Iran-Pakistan Ties Challenged by Regional Violence

by Fatemeh Aman

Escalating violence against the Islamic Republic of Iran from the volatile region of Baluchistan shows that Tehran’s approach toward regional insurgency may require revision.

A suicide bomber blew himself up outside the Iranian consulate in Peshawar in northwest Pakistan on February 24, killing two security guards and wounding dozens. A Pakistani Taliban group claimed responsibility and vowed more attacks on Iranian installations “everywhere.”

Iran’s approach to dealing with insurgency in its Baluchistan province, primarily based on militarizing the region and blaming foreign countries, could prove ineffective in decreasing tension and threaten its solid relationship with Pakistan. Just last week, in response to the hostage-taking of Iranian border guards by a terrorist group, Iranian Interior Minister Abdolreza Rahimi Fazli stated that Iranian security forces reserve the option of entering Pakistani territory should Islamabad fail to secure its border with Iran.

In the past, Taliban, Wahabis, the United States, and Saudi Arabia have repeatedly been blamed by the Iranians for promoting unrest and insurgency in Baluchistan, including for the killing of 12 people in Iran’s Kerman province in May 2006 and 14 Iranian border guards in October 2013.

There have been occasions where Iran has blamed “elements” within Pakistan’s security forces or the “shortcomings” of the Islamabad government for not doing enough to prevent insurgents from entering Iranian territory.

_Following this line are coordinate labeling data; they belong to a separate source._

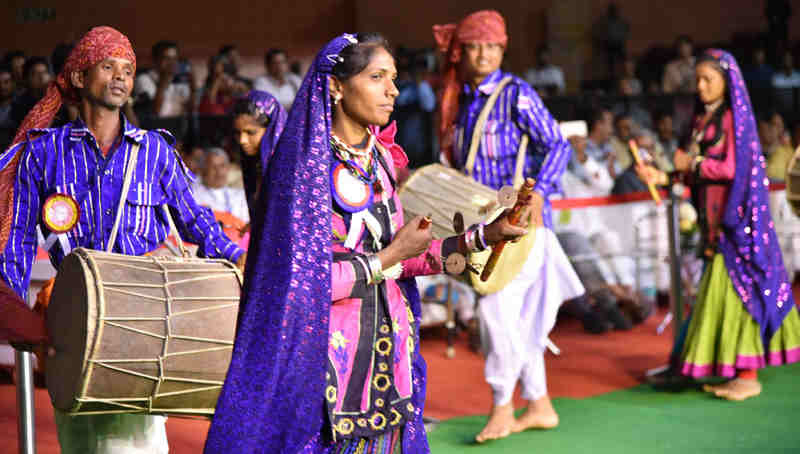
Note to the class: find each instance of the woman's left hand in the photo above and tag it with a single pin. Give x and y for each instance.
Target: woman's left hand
(683, 161)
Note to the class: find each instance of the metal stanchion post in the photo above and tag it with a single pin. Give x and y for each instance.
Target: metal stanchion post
(675, 258)
(25, 403)
(676, 294)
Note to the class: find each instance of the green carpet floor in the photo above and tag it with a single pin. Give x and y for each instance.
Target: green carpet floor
(643, 421)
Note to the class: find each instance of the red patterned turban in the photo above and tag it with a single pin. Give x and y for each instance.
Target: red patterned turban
(486, 26)
(95, 46)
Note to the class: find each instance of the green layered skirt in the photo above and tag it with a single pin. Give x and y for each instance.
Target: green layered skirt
(722, 336)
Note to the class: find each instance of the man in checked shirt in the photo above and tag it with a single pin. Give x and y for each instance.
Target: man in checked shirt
(85, 160)
(517, 319)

Yet Iran has avoided directly blaming the Pakistani government for the violence at its border.

Now, however, recent threats by the Iranian government to enter Pakistani territory are unprecedented and seem at odds with Iran’s past approach towards Pakistan.

Border instability

In March 2013, Iran and Pakistan reached a security agreement aimed at combating terrorism and drug trafficking, which was signed by then Iranian Interior Minister Mostafa Mohammad-Najjar and his Pakistani counterpart, Rehman Malik. The content of the agreement, which is being discussed now in Iran’s parliament, is not public. However, Interior Minister Rahimi Fazli claims that once approved, Iranian armed forces will be able to enter Pakistani territory.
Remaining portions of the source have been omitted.